We know, KublaCon was a while ago. There’s a lot to unpack, both figuratively and literally. Cons are a somewhat overwhelming experience for an indie studio, especially if you are trying to pay for the trip through a dealer’s booth. There is an exhausting amount of social interactions running the gamut from truly enjoyable to downright depressing. There’s also a palpable tension amongst vendors and designers around earnings and sales. We wanted to discuss the con, share our highlights, and talk about how we can improve our fans’ experiences going forward. The CPG crew has put a lot of thought into this, hence the time gap (we also moved the CPG office/Alex’s apartment across Seattle – our games aren’t hidden behind a couch anymore).
First off, what we do right. CPG absolutely crushes game time. Every con, at least one group gets yelled at by another game for laughing to hard. People come up to us after a year and still reminisce about their adventures through the Rockies or their Martian rover debacles. We care about giving people amazing gaming moments. We bring the best facilitators and always make sure to schedule enough sessions for the entire con.

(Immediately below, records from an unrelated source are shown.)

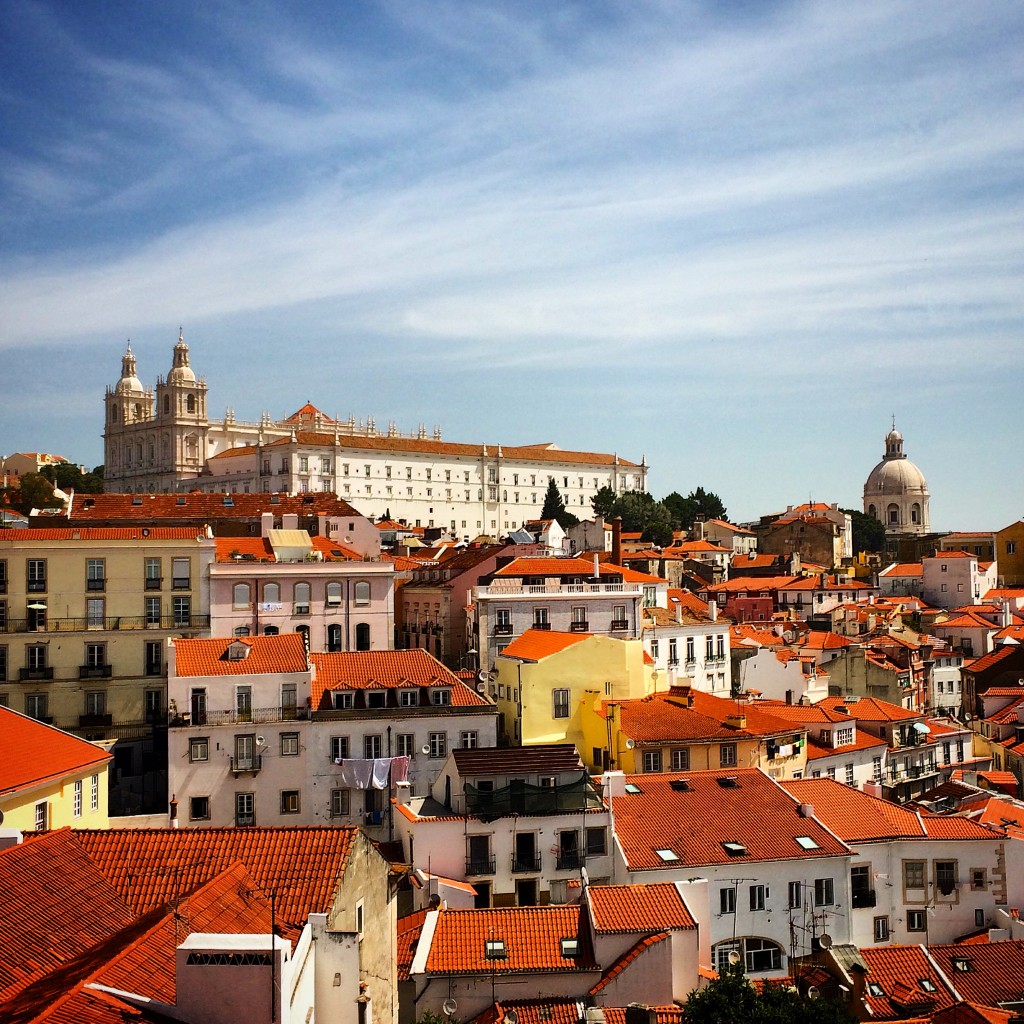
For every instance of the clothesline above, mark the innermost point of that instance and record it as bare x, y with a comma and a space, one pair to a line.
376, 773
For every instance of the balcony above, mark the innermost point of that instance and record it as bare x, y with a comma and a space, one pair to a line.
94, 721
95, 671
110, 624
251, 764
522, 863
45, 675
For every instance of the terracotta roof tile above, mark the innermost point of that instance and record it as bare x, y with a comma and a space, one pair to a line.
35, 753
638, 908
531, 936
694, 823
282, 653
387, 670
534, 645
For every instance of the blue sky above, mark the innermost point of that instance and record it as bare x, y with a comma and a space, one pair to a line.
734, 237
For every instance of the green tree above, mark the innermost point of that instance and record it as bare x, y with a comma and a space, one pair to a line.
730, 997
868, 532
554, 507
37, 493
604, 503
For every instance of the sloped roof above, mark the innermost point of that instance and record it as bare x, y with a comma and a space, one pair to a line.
35, 753
283, 653
535, 645
387, 670
640, 907
531, 935
153, 866
695, 823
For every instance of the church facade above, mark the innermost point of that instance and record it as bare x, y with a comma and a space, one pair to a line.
896, 495
164, 441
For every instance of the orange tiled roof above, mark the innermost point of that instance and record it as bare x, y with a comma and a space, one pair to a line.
283, 653
153, 866
694, 823
531, 935
35, 753
638, 908
534, 645
387, 670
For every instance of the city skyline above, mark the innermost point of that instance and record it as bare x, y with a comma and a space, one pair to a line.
736, 241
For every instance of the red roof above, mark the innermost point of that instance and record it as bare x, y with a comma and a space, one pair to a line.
387, 670
638, 908
267, 654
695, 823
35, 753
537, 644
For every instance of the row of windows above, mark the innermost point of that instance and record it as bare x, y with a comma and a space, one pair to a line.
95, 663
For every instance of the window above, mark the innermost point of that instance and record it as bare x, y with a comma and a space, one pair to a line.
95, 573
727, 900
560, 702
181, 608
438, 744
913, 875
824, 892
180, 573
36, 574
795, 895
945, 877
916, 921
758, 895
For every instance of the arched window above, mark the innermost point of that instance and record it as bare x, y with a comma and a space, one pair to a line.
334, 637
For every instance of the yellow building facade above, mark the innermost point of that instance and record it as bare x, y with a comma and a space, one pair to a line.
545, 681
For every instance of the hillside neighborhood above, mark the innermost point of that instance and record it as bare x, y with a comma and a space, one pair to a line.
309, 720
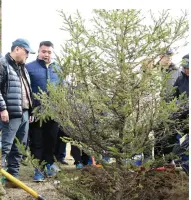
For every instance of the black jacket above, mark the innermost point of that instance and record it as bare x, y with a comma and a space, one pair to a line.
10, 86
182, 85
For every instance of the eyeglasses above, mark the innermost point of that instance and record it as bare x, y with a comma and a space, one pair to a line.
25, 50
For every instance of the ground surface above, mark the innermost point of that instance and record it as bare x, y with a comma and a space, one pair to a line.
45, 189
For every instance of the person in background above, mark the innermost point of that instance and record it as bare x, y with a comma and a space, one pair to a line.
182, 82
43, 138
60, 151
15, 104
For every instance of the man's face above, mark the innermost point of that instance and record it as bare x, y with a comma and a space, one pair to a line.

Our biggest challenge is, and always has been, our booth. Our games aren’t monkey catapults or collections of shiny pieces. It’s difficult not being able to play a minute of Conspire and get the gist of the game. We’re hoping Far Away fixes the “fiddly bits” part. The other issue has been decoration. We’ve been a lean, scrappy company for years. Dropping a grand on showy accoutrements was not feasible. However, CPG has been positioning to a place where our finances are stable and we can take more risks. This will let us jazz things up, as well as sell goods at reduced prices for the convention.
There’s a ton of stress, work, time, and money that go into us getting to a con. But it’s all worth it to share our games with new, awesome people. This round, we had the luxury of playing with a group of teenagers in what had to be the most stream-of-consciousness story ever. We saved the steam god in our steampunk airship world by sneaking into the sky dungeon and reciting love poetry to a steam dragon to unlock its heart and find a divine flower inside. I’ll never forget the girls demanding a young man in the group improvise up a love poem, him looking to me for salvation, and me laughing and insisting the game wouldn’t progress unless he said a sonnet. That was fantastic.
Of course, there’s always a couple people fueling our cynicism of humanity. You have to laugh about it to keep your sanity. The runner-up was a guy who asked our booth friend Dre on a date five times during a single game. Take a hint… But our “favorite” social moment was this conversation:
Rando: “Tell about this game.”
Us: “You play as venture capitalists and pitch startup ideas to each other based on these prompt cards.”
Rando: “So there’s a social aspect?”
Rando: *immediately gets up and walks away*
Jake and I are going to be at Crit Hit 3 in Phoenix. We’re looking forward to sun, warmth, and some great gaming.